In an announcement from the Transport Secretary, the government is going to cough up £165 million to help deal with traffic bottlenecks at various locations around the country. Sixty two schemes in total form the second wave of the so-called Local Pinch Point Fund. This money is to be augmented with local contributions.

Anyone who has any knowledge at all about road building and maintenance costs will know that this is a drop in the ocean. To put it into perspective, in 2011 the BBC reported that one single mile of motorway costs £30 million to build. The quoted £165m would therefore only be enough to deliver the equivalent of just five and half miles of road. It’s peanuts.

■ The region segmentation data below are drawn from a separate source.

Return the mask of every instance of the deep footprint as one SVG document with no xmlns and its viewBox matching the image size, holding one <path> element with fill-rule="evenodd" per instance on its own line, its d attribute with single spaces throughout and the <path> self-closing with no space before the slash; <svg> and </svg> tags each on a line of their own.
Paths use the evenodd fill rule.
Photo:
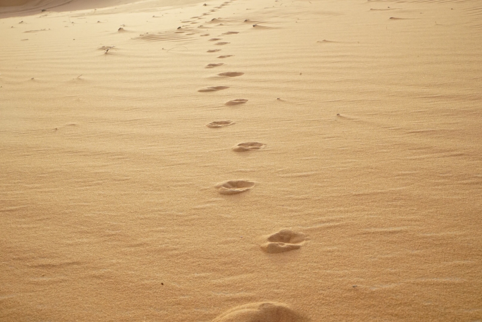
<svg viewBox="0 0 482 322">
<path fill-rule="evenodd" d="M 233 121 L 226 120 L 221 121 L 214 121 L 214 122 L 211 122 L 209 124 L 206 124 L 206 126 L 208 127 L 224 127 L 225 126 L 228 126 L 233 124 L 234 124 L 234 122 Z"/>
<path fill-rule="evenodd" d="M 250 150 L 259 150 L 266 146 L 266 144 L 259 142 L 242 142 L 233 147 L 233 151 L 244 152 Z"/>
<path fill-rule="evenodd" d="M 238 98 L 237 99 L 233 99 L 228 102 L 227 102 L 224 103 L 225 105 L 231 106 L 231 105 L 237 105 L 238 104 L 242 104 L 243 103 L 246 103 L 248 101 L 248 100 L 244 99 L 244 98 Z"/>
<path fill-rule="evenodd" d="M 229 77 L 236 77 L 244 75 L 244 73 L 238 73 L 234 71 L 227 71 L 225 73 L 220 73 L 217 74 L 218 76 L 228 76 Z"/>
<path fill-rule="evenodd" d="M 217 67 L 218 66 L 222 66 L 224 65 L 224 63 L 219 63 L 219 64 L 208 64 L 204 66 L 204 68 L 214 68 L 214 67 Z"/>
<path fill-rule="evenodd" d="M 254 183 L 246 180 L 231 180 L 220 182 L 214 188 L 222 195 L 234 195 L 247 191 L 254 186 Z"/>
<path fill-rule="evenodd" d="M 261 249 L 266 253 L 276 254 L 299 249 L 306 240 L 306 235 L 291 229 L 283 229 L 270 235 L 267 240 L 268 242 L 261 245 Z"/>
<path fill-rule="evenodd" d="M 215 91 L 225 90 L 229 88 L 229 86 L 209 86 L 209 87 L 204 87 L 200 90 L 198 90 L 198 92 L 214 92 Z"/>
<path fill-rule="evenodd" d="M 213 322 L 307 322 L 308 319 L 286 304 L 273 302 L 249 303 L 233 308 Z"/>
</svg>

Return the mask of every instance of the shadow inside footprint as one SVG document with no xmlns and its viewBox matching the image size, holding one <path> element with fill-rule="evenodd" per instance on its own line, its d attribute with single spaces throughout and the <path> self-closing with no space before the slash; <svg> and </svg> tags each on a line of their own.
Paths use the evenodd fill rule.
<svg viewBox="0 0 482 322">
<path fill-rule="evenodd" d="M 229 120 L 214 121 L 206 125 L 208 127 L 224 127 L 234 124 L 234 122 Z"/>
<path fill-rule="evenodd" d="M 299 249 L 306 240 L 306 235 L 291 229 L 283 229 L 270 235 L 267 238 L 268 242 L 261 245 L 261 249 L 269 254 L 284 253 Z"/>
<path fill-rule="evenodd" d="M 231 180 L 220 182 L 214 188 L 222 195 L 234 195 L 247 191 L 254 186 L 254 183 L 246 180 Z"/>
<path fill-rule="evenodd" d="M 209 86 L 198 90 L 198 92 L 215 92 L 216 91 L 220 91 L 221 90 L 225 90 L 229 88 L 229 86 Z"/>
<path fill-rule="evenodd" d="M 248 100 L 244 99 L 244 98 L 238 98 L 237 99 L 233 99 L 226 103 L 224 103 L 225 105 L 228 105 L 228 106 L 231 105 L 237 105 L 238 104 L 242 104 L 243 103 L 246 103 L 248 101 Z"/>
<path fill-rule="evenodd" d="M 204 66 L 204 68 L 214 68 L 214 67 L 217 67 L 218 66 L 222 66 L 224 65 L 224 63 L 219 63 L 219 64 L 208 64 Z"/>
<path fill-rule="evenodd" d="M 233 147 L 233 151 L 243 152 L 250 150 L 259 150 L 266 146 L 266 144 L 259 142 L 242 142 Z"/>
<path fill-rule="evenodd" d="M 213 322 L 306 322 L 308 319 L 286 304 L 273 302 L 249 303 L 233 308 Z"/>
<path fill-rule="evenodd" d="M 218 76 L 228 76 L 228 77 L 236 77 L 244 75 L 244 73 L 239 73 L 234 71 L 227 71 L 225 73 L 220 73 L 217 74 Z"/>
</svg>

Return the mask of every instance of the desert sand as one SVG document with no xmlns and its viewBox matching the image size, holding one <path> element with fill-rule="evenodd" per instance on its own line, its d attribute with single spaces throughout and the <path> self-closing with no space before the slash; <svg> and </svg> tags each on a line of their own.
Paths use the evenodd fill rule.
<svg viewBox="0 0 482 322">
<path fill-rule="evenodd" d="M 479 0 L 0 3 L 0 321 L 482 320 Z"/>
</svg>

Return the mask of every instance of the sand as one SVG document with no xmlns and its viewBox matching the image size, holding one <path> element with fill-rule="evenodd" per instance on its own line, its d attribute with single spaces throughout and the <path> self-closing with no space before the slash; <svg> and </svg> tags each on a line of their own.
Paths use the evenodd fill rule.
<svg viewBox="0 0 482 322">
<path fill-rule="evenodd" d="M 0 2 L 0 321 L 482 320 L 480 1 Z"/>
</svg>

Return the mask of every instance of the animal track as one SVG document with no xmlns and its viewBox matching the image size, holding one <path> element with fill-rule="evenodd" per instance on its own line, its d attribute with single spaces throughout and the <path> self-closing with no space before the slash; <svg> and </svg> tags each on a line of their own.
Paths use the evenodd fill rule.
<svg viewBox="0 0 482 322">
<path fill-rule="evenodd" d="M 244 75 L 244 73 L 238 73 L 234 71 L 227 71 L 224 73 L 220 73 L 217 74 L 218 76 L 228 76 L 229 77 L 236 77 Z"/>
<path fill-rule="evenodd" d="M 270 235 L 267 240 L 268 242 L 261 245 L 263 251 L 269 254 L 284 253 L 299 249 L 306 240 L 306 235 L 291 229 L 283 229 Z"/>
<path fill-rule="evenodd" d="M 219 64 L 208 64 L 204 66 L 204 68 L 214 68 L 214 67 L 217 67 L 218 66 L 222 66 L 224 65 L 224 63 L 219 63 Z"/>
<path fill-rule="evenodd" d="M 224 127 L 234 124 L 234 122 L 228 120 L 221 121 L 214 121 L 206 125 L 208 127 Z"/>
<path fill-rule="evenodd" d="M 286 304 L 273 302 L 249 303 L 233 308 L 213 322 L 306 322 L 308 320 Z"/>
<path fill-rule="evenodd" d="M 238 104 L 242 104 L 243 103 L 246 103 L 248 101 L 248 100 L 244 99 L 244 98 L 238 98 L 237 99 L 233 99 L 228 102 L 227 102 L 224 103 L 225 105 L 228 105 L 228 106 L 230 105 L 237 105 Z"/>
<path fill-rule="evenodd" d="M 233 147 L 233 151 L 244 152 L 250 150 L 259 150 L 266 146 L 266 144 L 259 142 L 242 142 Z"/>
<path fill-rule="evenodd" d="M 229 88 L 229 86 L 209 86 L 209 87 L 204 87 L 200 90 L 198 90 L 198 92 L 214 92 L 215 91 L 225 90 Z"/>
<path fill-rule="evenodd" d="M 214 188 L 222 195 L 234 195 L 247 191 L 254 186 L 254 183 L 246 180 L 231 180 L 220 182 Z"/>
</svg>

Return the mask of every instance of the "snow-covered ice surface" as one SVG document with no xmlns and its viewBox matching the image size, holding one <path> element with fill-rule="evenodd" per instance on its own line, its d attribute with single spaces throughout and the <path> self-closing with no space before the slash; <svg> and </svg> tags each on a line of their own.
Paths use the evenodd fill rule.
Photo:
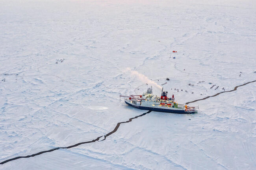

The work will include upgrading key roads, bridges and traffic hotspots. The aim is make life easier for the thousands of motorists and business who use local roads daily. Very laudable but it doesn’t really address the whole issue of our third world roads and the many unattended potholes that litter them.

With the usual breathtaking audacity of government guesswork they reckon that the schemes ‘had the potential’ to ‘help’ create more than 100,000 jobs and a similar number of ‘new homes’. Eh? These are the sort of numbers that are usually trotted out to give credence and justification to expenditure. They rarely ever come to anything.

In the South East, twelve schemes have been given a £42m green light and will include a ‘hamburger’ style roundabout with a carriageway through its centre which will alleviate the problems at the dreaded Milton Interchange on the A34 in Oxfordshire. Actually, that is a good idea.

The money is, it has to be said, being spread very thinly. That’s a lot of schemes and some of them seem to be a little under-funded. In the manner of these things it could just possibly result in an overspend. It would be wrong for Motor Blogger to carp too much; after all, at least some money is being spent to make our roads better.

Some of the bottlenecks mentioned have been in need of sorting out for years, so it’s a good thing. The snag is that it is not nearly enough. More money needs to be spent on making road surfaces better and thus safer and less money needs to be spent on massive vanity projects like the £33 billion (and the rest) HS2 rail link which has already cost the tax-payer £50m in bad management before even a blade of grass is has been cut.

We want money spent on our roads but £165m is like watching Godzilla rising from the sea and expecting to beat him back with a fly swat. The issue is much bigger than just some local bottlenecks problems.